Argentine Province in Appellate Victory in Sovereign Restructuring Dispute

April 10, 2006

Cleary Gottlieb recently won an appeal for Argentina’s Mendoza Province before the Second Circuit, which unanimously affirmed the use of exit consents in the Province’s 2004 sovereign debt restructuring. Through these exit consents (which are a critical feature of virtually all recent sovereign debt restructurings), bondholders accepting an exchange or purchase offer for non-performing debt simultaneously agree to specified amendments to the indenture governing the tendered debt.

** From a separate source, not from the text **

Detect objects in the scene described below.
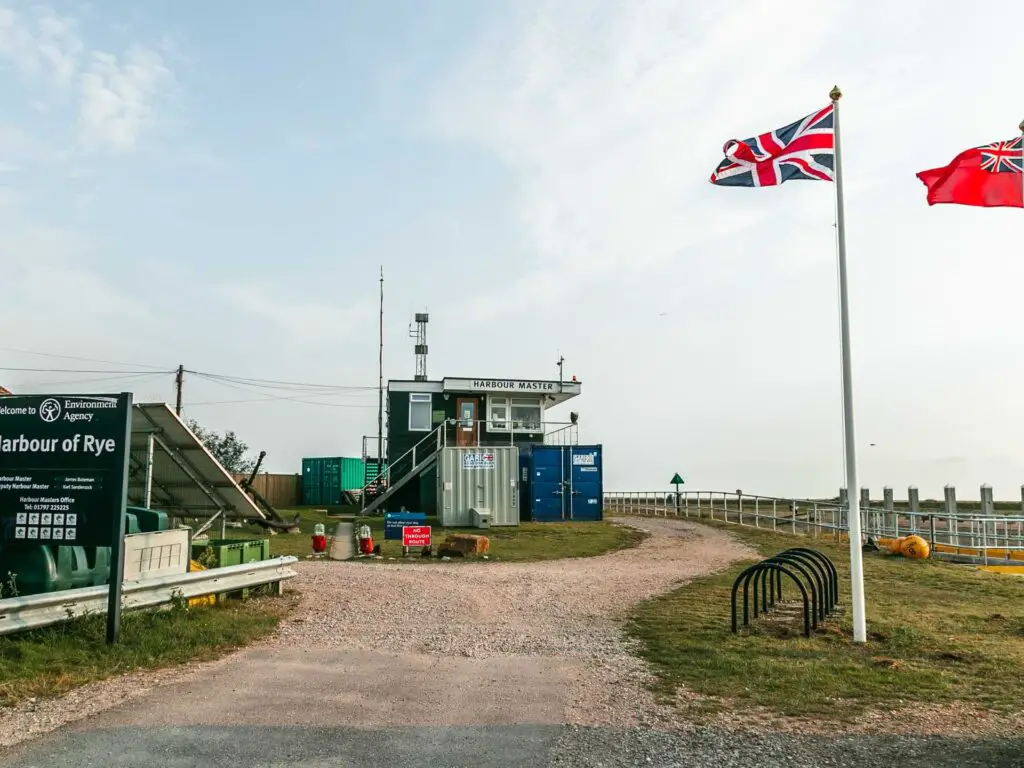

In this case, these modifications included an amendment to the Province’s broad waiver of sovereign immunity to make it inapplicable to payment on the new bonds to be issued in the exchange offer.

In the district court, plaintiff Greylock, a distressed debt fund, tried to enjoin closing of the exchange offer, arguing that the amendments improperly limited its “absolute and unconditional” right to receive payment of principal and interest and to institute suit for enforcement of any such payment. District Judge Harold Baer denied Greylock’s request for a preliminary injunction and, following discovery, granted summary judgment in the Province’s favor in February 2005. The court of appeals agreed with Judge Baer’s ruling that the indenture did not preclude adoption of the amendments, and rejected Greylock’s other arguments from a related case. Cleary won dismissal of the appeal of the related case last fall.

Cleary has represented Argentina in more than two hundred cases brought around the world arising out of Argentina’s 2001 debt crisis, including defeating attempts to block Argentina’s 2005 restructuring of $62.5 billion in principal amount of sovereign debt. For more than 25 years, Cleary has represented sovereigns throughout the world in managing their external debt.